Das vielleicht zweifelhafteste Finanzmarkt-Comeback des Jahres war eine Propagandashow. Was war geschehen? Der griechische Staat durfte wieder eine fünfjährige Anleihe an die Finanzmafia verkaufen. Einige, wie der griechische Finanzminister, meinten, dass damit die Krise zuende sei. Und auch für EU-Kommissar Joaquín Almunia konnte damit die Ernte für die "großen Bemühungen der griechischen Behörden und der griechischen Bürger" eingefahren werden. „Kleiner Schönheitsfehler“: Leider fuhr die Finanzmafia die Ernte ein. Zum einen Deutsche Bank, Goldman Sachs und Co., die sich bei der Abwicklung der Anleiheemission ohne Risiko die nächste goldene Nase verdienten. Zum anderen die Finanzzocker, die gegenwärtig durch die gigantischen Geldspritzen der Zentralbanken im Geld schwimmen. Trotzdem diktierten insbesondere Hedgefonds für die Abnahme der griechischen Anleihe einen Zinssatz von fünf Prozent. Die Rendite lag damit um 3,25 Prozentpunkte höher, als sie zum Beispiel vom Krisenland Spanien für vergleichbare Anleihen gezahlt wurde, oder um 3,5 bis gut vier Prozentpunkte höher als Griechenland aktuell für die sogenannten Hilfskredite bezahlt. In den nächsten fünf Jahren fallen im griechischen Staatshaushalt Zinskosten in Höhe von einer Dreiviertelmilliarde Euro an. Die Troika wird deshalb im Gegenzug neue Kürzungen bei anderen öffentlichen Ausgaben erzwingen. Bluten für die „Ernte“ der Hedgefonds und anderer Finanzzocker wird wie immer die Bevölkerung. Der Chef des Bündnisses der europäischen Linken, Alexis Tsipras, erklärte daher zutreffend: Mit dem Kredit schieße sich Athen "ins Bein".
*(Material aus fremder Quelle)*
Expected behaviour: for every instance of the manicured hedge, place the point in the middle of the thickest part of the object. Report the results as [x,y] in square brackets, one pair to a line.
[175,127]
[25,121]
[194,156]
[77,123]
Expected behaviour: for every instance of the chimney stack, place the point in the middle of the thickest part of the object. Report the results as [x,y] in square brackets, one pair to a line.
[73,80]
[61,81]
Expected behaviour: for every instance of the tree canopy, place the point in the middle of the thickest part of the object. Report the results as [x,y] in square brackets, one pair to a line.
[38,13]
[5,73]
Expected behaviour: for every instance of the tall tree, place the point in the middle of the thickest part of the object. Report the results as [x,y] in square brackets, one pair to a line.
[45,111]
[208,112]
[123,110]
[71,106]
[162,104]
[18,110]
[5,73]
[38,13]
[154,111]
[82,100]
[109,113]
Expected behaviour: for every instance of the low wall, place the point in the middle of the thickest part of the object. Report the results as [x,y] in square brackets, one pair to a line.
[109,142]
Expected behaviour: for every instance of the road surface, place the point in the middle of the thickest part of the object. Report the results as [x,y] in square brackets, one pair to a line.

Die griechische Staatsverschuldung erreichte Ende 2013 einen neuen Rekordwert. Durch die aktuelle Rückkehr des Landes unter die Diktatur der Finanzmärkte und die damit verbundene Schuldenaufnahme steigt die Staatsverschuldung noch weiter. So wie im letzten Jahr, als die Schuldenquote – insbesondere durch neue Kapitalspritzen in zweistelliger Milliardenhöhe für griechische Banken – deutlich zunahm. Von der Bankenrettung profitieren Spekulanten und Aktionäre. Der Börsenkurs der griechischen Alpha-Bank hat sich von Ende Juni 2013 bis Anfang dieses Jahres verdoppelt. Gleichzeit ist die Säuglingssterblichkeit in Griechenland dramatisch gestiegen, immer mehr Menschen hungern und chronisch Kranke können sich ihre Medikamente nicht mehr leisten.
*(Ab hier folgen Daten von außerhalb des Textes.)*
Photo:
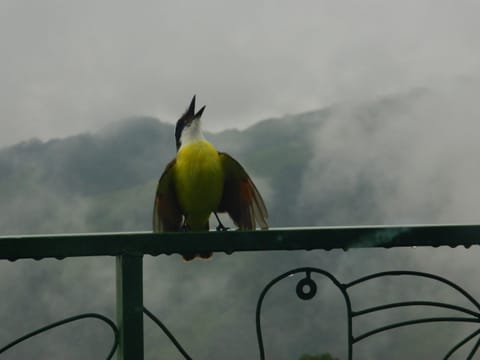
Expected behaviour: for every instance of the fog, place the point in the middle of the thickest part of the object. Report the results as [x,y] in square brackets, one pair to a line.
[69,67]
Es ist ein Skandal, dass diese unverantwortliche Kürzungs- und Bankenrettungspolitik auf europäischer Ebene von Union, SPD und Grünen mitgetragen wird. Durch die strangulierte Nachfrage geraten immer mehr Länder der Eurozone in eine gefährliche wirtschaftliche Situation, die durch sinkende Preise gekennzeichnet ist. Bei einer Deflation nimmt die Fähigkeit Kredite zurückzuzahlen noch weiter ab.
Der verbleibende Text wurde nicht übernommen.